Abstract
Background
Pro-inflammatory processes underlie ischemic stroke, albeit it is largely unknown if they selectively associate with the risk of atherothrombotic or cardioembolic ischemic stroke. Here we analyze whether pro-inflammatory interleukin (IL) 6 trans-signaling, is associated with the risk of ischemic stroke and underlying atrial fibrillation (AF).
Methods
During a 20-year follow-up, 203 incident ischemic strokes were recorded from national registers in the cohort of 60-year-old men and women from Stockholm (n = 4232). The risk of ischemic stroke associated with circulating IL6 trans-signaling, assessed by a ratio between the pro-inflammatory binary IL6:sIL6R complex and the inactive ternary IL6:sIL6R:sgp130 complex (B/T ratio), was estimated by Cox regression and expressed as hazard ratio (HR) with a 95% confidence interval (CI) in the presence or absence of AF. Risk estimates were adjusted for cardiovascular risk factors and anticoagulant treatment.
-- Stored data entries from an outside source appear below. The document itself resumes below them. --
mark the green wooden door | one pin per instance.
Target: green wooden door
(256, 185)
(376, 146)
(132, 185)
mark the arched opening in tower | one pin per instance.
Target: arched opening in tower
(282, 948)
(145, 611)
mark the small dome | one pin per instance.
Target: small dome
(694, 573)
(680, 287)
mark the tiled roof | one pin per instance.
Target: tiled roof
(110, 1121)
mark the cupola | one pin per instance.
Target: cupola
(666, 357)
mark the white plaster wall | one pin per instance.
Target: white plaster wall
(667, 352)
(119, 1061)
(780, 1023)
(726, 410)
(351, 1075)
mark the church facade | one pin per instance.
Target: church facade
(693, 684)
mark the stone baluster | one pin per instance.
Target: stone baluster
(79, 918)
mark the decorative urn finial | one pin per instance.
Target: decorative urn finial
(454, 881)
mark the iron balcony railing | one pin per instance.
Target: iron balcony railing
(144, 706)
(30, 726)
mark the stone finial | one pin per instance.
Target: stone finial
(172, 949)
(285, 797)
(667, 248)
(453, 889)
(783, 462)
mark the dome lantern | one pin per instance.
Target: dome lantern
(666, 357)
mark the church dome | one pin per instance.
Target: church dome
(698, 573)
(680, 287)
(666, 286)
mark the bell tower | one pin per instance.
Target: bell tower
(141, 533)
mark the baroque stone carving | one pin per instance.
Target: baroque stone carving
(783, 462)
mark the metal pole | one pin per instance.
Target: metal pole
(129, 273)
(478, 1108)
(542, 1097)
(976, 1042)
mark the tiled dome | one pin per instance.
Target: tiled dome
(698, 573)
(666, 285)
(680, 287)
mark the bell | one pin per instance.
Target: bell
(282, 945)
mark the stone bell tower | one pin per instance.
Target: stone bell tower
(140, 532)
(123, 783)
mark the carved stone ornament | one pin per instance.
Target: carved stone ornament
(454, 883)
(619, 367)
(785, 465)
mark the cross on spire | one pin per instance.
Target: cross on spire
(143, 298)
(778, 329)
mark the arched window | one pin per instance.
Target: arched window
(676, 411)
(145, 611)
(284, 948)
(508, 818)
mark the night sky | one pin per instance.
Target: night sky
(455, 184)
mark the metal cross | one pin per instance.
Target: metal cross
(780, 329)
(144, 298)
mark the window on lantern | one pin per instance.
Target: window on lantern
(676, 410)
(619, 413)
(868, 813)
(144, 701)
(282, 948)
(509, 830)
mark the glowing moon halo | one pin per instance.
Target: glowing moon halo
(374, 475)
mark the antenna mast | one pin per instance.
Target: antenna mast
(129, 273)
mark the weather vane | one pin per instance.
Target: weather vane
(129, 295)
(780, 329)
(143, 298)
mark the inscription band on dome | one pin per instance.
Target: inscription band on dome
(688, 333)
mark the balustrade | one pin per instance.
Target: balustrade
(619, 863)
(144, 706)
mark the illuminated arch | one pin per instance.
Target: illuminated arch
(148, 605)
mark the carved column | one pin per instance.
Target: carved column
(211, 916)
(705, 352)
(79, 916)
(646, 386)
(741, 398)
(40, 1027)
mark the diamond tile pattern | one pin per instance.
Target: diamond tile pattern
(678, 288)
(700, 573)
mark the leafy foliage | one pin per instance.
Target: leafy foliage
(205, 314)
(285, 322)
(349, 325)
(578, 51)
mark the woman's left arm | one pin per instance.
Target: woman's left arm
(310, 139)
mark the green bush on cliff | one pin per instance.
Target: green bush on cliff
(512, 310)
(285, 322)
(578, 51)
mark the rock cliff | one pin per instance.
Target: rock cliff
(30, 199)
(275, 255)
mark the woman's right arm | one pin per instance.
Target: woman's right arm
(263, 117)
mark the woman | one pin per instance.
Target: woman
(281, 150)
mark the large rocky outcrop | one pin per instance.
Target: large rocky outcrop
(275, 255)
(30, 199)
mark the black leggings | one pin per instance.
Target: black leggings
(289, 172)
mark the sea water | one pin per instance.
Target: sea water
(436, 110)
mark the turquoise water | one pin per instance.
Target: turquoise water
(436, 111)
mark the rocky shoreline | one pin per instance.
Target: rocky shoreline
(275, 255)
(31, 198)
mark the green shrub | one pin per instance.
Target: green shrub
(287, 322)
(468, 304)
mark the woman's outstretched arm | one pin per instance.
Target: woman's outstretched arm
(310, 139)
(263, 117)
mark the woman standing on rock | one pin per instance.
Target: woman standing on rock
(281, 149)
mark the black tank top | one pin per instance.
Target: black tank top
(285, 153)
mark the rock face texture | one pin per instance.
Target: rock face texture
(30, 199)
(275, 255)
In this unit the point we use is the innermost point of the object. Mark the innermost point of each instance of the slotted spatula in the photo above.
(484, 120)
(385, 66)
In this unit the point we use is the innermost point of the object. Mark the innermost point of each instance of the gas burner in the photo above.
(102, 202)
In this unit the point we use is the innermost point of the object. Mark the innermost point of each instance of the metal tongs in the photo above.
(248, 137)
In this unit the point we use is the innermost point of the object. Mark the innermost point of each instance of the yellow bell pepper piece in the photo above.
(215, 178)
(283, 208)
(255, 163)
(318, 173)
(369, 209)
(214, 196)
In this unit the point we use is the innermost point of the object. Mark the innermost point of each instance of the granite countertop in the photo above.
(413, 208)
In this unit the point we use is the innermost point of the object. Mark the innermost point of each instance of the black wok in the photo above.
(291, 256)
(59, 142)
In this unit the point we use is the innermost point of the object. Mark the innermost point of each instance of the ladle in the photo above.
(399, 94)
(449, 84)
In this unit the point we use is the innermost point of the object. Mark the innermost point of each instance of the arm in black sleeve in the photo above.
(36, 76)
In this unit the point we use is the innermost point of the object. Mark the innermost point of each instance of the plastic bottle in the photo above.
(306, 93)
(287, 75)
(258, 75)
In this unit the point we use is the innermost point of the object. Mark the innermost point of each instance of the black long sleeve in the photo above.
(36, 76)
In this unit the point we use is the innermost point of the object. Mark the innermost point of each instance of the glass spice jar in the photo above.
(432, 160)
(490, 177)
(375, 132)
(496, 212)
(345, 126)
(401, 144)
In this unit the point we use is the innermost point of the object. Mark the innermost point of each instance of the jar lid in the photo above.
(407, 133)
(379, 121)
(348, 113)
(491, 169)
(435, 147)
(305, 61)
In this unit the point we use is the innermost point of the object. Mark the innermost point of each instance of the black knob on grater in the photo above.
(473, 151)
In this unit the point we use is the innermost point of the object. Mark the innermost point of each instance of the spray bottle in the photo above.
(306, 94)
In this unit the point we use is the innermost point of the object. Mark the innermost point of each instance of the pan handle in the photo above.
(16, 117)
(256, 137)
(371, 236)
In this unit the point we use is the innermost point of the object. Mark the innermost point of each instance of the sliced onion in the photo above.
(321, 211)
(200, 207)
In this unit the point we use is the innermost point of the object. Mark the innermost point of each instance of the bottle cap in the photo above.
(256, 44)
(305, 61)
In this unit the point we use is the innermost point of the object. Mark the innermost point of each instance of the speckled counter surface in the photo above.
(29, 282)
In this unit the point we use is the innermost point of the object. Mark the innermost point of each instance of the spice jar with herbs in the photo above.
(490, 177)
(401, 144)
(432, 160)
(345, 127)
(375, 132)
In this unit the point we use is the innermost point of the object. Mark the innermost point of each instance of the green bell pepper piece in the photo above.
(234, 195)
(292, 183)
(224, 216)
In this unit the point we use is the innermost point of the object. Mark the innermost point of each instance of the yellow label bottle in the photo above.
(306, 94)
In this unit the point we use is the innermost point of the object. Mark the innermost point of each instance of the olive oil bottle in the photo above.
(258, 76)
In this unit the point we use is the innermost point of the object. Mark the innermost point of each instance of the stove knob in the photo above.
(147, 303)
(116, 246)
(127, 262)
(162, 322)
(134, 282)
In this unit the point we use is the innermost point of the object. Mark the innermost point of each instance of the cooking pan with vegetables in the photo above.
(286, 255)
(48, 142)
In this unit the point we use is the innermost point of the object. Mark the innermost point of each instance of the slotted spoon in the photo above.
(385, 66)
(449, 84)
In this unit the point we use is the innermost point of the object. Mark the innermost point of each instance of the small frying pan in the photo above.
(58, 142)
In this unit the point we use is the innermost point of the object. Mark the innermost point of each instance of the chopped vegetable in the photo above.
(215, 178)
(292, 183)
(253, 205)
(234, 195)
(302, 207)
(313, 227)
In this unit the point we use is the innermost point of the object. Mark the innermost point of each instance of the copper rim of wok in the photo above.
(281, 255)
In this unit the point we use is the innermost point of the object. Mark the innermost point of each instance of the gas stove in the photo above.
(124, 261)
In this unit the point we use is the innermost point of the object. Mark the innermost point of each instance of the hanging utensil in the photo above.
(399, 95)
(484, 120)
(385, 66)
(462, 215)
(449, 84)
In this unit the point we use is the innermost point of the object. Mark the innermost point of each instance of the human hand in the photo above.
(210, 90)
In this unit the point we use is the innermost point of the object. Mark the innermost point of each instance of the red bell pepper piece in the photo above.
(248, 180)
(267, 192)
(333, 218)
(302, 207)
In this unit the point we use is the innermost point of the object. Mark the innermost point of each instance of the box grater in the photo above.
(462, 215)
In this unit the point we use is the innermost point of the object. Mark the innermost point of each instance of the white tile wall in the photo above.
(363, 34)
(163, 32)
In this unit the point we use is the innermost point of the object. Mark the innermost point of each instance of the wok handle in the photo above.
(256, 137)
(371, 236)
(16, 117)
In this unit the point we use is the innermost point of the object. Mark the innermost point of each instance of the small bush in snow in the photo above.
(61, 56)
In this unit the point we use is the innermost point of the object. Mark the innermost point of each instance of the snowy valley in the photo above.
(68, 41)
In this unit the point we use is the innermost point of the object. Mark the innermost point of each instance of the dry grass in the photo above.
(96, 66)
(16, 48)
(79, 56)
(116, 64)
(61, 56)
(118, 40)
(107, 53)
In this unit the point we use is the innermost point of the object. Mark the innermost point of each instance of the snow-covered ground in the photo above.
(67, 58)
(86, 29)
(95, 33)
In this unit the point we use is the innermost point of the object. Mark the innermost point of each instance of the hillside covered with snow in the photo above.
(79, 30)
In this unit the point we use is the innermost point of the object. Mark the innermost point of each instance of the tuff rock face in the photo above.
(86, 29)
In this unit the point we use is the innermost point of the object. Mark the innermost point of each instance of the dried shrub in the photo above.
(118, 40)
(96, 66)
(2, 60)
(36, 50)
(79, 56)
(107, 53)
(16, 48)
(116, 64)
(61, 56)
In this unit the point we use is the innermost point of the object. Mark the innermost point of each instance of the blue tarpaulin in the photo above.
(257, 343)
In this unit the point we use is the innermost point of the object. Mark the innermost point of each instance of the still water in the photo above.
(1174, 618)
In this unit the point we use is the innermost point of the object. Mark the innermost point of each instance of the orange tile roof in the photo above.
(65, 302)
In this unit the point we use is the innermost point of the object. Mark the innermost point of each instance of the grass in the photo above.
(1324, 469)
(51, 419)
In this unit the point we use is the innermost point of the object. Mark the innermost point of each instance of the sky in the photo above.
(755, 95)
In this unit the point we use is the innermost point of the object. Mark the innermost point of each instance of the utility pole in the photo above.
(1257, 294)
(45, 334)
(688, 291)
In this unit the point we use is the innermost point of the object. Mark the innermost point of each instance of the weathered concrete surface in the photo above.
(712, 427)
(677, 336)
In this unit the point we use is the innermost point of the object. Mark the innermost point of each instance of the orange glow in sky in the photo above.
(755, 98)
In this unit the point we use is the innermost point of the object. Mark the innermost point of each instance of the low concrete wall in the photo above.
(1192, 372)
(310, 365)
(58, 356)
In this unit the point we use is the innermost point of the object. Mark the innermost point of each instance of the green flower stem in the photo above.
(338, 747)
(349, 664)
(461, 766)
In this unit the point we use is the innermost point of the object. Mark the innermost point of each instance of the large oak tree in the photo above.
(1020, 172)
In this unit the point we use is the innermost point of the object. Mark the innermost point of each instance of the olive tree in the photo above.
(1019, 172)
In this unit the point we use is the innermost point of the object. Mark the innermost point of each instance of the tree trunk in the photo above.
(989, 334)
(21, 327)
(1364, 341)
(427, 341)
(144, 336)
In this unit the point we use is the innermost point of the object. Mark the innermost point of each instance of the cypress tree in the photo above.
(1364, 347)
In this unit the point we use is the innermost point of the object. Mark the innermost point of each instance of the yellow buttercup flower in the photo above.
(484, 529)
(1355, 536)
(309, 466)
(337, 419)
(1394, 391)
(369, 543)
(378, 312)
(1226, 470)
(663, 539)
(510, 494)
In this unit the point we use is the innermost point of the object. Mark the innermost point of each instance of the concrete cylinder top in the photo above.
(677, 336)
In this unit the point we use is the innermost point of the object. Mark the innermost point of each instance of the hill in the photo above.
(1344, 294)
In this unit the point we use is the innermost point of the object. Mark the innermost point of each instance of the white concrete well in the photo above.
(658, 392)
In a secondary analysis, the association of IL6 trans-signaling with the risk of incident AF (n = 279) was analyzed.
Results
B/T ratio > median was associated with increased risk of ischemic stroke in study participants without AF (adjusted HR 1.49; 95% CI 1.08–2.06), while an association could not be demonstrated in the presence of AF. Moreover, the B/T ratio was not associated with the risk of AF (HR 0.96; 95% CI 0.75–1.24).
Conclusions
Pro-inflammatory IL6 trans-signaling, estimated by the B/T ratio, is associated with ischemic stroke in individuals without AF. These findings suggest that the B/T ratio could be used to assess the risk of non-AF associated ischemic stroke.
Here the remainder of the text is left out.